Anti‐tumor activity of CPT‐11 in experimental human ovarian cancer and human soft‐tissue sarcoma

CPT‐11, a semi‐synthetic derivative of camptothecin, was investigated for its activity in panels of 15 human ovarian‐cancer lines and 10 human soft‐tissue sarcoma lines grown s.c. in nude mice. Various factors were analyzed that may be of influence on the extent of tumor‐growth inhibition induced by CPT‐11. At equitoxic doses, CPT‐11 was more effective in the daily ×5 schedule than the weekly ×2 schedule, although a 2‐fold higher dose was administered in the weekly ×2 schedule.
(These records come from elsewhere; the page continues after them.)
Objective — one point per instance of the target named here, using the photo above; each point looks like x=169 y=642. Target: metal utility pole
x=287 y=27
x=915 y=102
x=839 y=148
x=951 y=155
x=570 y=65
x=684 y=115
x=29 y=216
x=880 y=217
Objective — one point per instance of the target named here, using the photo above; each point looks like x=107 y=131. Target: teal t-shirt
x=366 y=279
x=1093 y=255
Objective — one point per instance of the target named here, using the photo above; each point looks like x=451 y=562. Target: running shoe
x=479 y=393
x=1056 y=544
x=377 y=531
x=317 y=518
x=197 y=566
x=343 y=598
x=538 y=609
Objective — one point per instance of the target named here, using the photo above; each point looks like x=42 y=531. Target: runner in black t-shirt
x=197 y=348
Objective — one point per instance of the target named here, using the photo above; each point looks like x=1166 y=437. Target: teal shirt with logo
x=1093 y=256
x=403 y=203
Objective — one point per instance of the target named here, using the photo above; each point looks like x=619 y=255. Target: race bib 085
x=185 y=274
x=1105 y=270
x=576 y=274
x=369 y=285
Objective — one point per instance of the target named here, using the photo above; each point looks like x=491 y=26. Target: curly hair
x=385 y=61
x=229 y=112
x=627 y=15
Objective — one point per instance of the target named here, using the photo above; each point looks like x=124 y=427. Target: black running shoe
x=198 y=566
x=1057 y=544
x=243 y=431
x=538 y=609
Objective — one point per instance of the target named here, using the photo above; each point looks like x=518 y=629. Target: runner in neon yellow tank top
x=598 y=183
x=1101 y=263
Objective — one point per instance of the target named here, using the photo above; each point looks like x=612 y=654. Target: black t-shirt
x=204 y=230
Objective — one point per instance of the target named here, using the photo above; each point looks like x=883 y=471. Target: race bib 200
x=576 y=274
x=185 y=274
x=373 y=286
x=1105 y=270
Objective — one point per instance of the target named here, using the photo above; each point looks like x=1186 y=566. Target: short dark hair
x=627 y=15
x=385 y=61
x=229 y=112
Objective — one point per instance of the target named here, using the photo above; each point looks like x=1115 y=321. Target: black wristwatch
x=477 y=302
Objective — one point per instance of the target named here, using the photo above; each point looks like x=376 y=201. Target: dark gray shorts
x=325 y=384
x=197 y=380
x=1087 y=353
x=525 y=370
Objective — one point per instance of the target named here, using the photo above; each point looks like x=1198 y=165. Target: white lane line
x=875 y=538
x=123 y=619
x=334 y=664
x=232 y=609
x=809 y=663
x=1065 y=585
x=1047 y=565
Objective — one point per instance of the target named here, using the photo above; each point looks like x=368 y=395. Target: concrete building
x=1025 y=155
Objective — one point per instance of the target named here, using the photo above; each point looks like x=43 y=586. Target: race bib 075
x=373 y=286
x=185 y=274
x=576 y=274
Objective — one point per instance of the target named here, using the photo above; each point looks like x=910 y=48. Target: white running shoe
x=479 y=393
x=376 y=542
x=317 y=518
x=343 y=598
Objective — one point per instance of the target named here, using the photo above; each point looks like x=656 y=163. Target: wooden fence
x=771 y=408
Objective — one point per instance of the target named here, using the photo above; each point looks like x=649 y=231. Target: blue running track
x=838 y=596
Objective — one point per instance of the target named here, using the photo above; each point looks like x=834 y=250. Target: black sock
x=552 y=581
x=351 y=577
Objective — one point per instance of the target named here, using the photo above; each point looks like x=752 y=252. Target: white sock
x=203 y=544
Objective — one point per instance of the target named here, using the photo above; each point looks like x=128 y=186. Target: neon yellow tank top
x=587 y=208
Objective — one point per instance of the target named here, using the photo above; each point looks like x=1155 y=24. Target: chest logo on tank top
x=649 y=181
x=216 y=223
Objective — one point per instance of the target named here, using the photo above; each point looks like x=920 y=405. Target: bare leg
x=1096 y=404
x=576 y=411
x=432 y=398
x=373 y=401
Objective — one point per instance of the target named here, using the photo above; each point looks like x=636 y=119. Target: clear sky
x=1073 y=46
Since i.p. and i.v. injections were similarly effective, the selected treatment schedule was 20 mg/kg i.p. daily ×5, starting when tumors measured approximately 150 mm 3 . Growth inhibition of ≥75% was obtained in 8/15 human ovarian‐cancer lines and in 6/10 human soft‐tissue sarcoma lines. A weak correlation was found between topoisomerase‐I mRNA in xenograft tissues and sensitivity to CPT‐11. Relative topoisomerase‐I expression was highest in MRI‐H‐207 and WLS‐160 xenografts, in which CPT‐11 was able to induce cures of all tumors. The high efficacy in the 2 panels of human tumor lines suggests over‐prediction of its potential clinical activity in these tumor types. The difference in efficacy of CPT‐11 between species may be related to the metabolism of the drug, since CPT‐11 is converted more efficiently into SN‐38 in mice. In addition, mice may be less sensitive to SN‐38‐induced side‐effects. On the basis of the preclinical data, frequent administration of lower doses of CPT‐11 should be considered in order to increase response rates in the clinic. Int. J. Cancer 73:891–896, 1997. © 1997 Wiley‐Liss, Inc.